MULAN is particularly well-suited for computational biologists who need improved protein function predictions for proteins with available structural models. The most direct use cases include PPI network analysis, where MULAN's superior interface-aware representations can help distinguish interacting from non-interacting protein pairs in proteome-wide screens; enzyme function annotation, where the combination of sequence and torsion angle information helps capture the active-site geometry that determines catalytic specificity; and subcellular localization prediction, where structural compactness and surface properties influence trafficking signals. Because MULAN can use AlphaFold DB predictions as structural inputs, it is immediately applicable to any protein in the human proteome or the Swiss-Prot/TrEMBL reference databases. Structural and wet-lab biologists can use MULAN to prioritize candidates for co-immunoprecipitation or yeast two-hybrid validation from long lists of computationally predicted interaction partners. The availability of models on GitHub with permissive licensing makes integration into existing Python-based analysis pipelines straightforward.
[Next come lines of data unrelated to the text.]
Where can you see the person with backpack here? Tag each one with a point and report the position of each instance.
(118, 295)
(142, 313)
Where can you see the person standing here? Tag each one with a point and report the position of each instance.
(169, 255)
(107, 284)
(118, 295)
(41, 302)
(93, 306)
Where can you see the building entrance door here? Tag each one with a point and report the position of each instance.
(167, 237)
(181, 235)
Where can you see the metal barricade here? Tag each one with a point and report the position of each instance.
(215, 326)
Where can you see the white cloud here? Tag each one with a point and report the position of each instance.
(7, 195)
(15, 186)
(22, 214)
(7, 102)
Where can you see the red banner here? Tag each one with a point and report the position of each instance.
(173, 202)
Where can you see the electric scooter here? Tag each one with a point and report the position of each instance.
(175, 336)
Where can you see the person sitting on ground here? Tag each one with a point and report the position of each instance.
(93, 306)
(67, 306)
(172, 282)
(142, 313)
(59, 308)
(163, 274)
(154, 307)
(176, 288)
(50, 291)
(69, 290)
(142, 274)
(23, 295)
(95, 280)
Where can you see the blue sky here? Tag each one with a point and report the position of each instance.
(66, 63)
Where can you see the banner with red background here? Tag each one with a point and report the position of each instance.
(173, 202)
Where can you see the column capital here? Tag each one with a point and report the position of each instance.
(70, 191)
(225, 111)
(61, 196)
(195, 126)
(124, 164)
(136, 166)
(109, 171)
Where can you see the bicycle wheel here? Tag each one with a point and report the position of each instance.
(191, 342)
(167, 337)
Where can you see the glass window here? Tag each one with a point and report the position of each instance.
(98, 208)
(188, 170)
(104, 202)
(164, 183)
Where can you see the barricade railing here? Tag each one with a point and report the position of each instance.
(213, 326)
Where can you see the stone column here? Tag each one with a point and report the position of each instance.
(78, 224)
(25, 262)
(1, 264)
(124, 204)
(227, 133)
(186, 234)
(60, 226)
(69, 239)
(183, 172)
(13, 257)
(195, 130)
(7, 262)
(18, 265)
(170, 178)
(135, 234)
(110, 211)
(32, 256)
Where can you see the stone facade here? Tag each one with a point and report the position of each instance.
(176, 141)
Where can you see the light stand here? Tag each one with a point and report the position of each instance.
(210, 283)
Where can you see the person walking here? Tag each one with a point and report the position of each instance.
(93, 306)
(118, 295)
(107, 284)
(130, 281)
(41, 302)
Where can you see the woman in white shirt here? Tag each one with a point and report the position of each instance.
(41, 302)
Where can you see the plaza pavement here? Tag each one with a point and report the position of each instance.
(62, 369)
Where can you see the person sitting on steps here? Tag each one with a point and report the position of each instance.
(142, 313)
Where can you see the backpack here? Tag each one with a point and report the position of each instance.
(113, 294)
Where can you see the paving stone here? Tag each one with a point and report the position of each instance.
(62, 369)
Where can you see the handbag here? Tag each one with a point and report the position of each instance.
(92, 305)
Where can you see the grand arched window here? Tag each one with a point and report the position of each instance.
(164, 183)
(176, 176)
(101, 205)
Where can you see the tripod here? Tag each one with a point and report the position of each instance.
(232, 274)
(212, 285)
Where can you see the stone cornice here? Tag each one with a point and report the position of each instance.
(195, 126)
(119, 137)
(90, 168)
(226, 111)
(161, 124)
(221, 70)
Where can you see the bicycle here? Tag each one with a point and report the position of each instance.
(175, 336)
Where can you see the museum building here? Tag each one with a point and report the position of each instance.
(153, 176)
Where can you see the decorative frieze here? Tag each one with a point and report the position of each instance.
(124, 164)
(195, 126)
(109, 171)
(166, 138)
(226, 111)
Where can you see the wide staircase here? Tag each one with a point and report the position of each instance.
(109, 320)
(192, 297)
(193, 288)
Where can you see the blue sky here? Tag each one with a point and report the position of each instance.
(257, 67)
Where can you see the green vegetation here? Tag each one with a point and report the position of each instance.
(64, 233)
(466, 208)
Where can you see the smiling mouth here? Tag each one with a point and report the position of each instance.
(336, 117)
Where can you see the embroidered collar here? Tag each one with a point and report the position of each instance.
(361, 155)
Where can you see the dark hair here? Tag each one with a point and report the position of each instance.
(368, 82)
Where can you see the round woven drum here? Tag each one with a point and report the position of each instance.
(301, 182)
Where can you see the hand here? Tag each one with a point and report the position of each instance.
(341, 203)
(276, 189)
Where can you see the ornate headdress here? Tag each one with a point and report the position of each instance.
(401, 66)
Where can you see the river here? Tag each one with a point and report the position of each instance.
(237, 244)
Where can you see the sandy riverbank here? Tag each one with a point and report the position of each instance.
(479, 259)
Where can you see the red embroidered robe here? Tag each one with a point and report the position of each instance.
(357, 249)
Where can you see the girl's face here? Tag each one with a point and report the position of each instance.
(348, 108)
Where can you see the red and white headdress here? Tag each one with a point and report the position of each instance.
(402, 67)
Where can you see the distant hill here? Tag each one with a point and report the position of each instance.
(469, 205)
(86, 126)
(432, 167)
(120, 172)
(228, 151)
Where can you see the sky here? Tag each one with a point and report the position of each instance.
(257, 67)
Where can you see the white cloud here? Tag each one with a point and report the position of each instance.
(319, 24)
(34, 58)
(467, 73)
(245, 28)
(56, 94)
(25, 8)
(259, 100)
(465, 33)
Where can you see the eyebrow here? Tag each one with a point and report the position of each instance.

MULAN contributes a practically important design principle to the protein machine learning field: that cheap structural augmentation of existing pretrained language models — adding torsion angles through a lightweight adapter — reliably improves downstream task performance relative to both sequence-only and structure-tokenized baselines, across a diverse benchmark panel. This is significant because it demonstrates that continuous geometric information carries complementary signal to what is captured by either sequence statistics or discrete structural tokens, and that this complementarity can be exploited without expensive multimodal pretraining from scratch. The work also highlights torsion angles as an effective and architecturally simple structural representation for transformers, encouraging further exploration of geometry-aware augmentation strategies. A key limitation is that MULAN inherits its structural information from predicted structures (typically AlphaFold 2), meaning that prediction errors propagate into MULAN's structural embeddings; for proteins where AlphaFold confidence is low (disordered regions, novel folds), the structural adapter may provide noisy rather than informative signal. The published version in Bioinformatics Advances and the publicly released checkpoints position MULAN as a ready-to-use tool for the community, and the GitHub repository has been actively maintained with updates through 2025.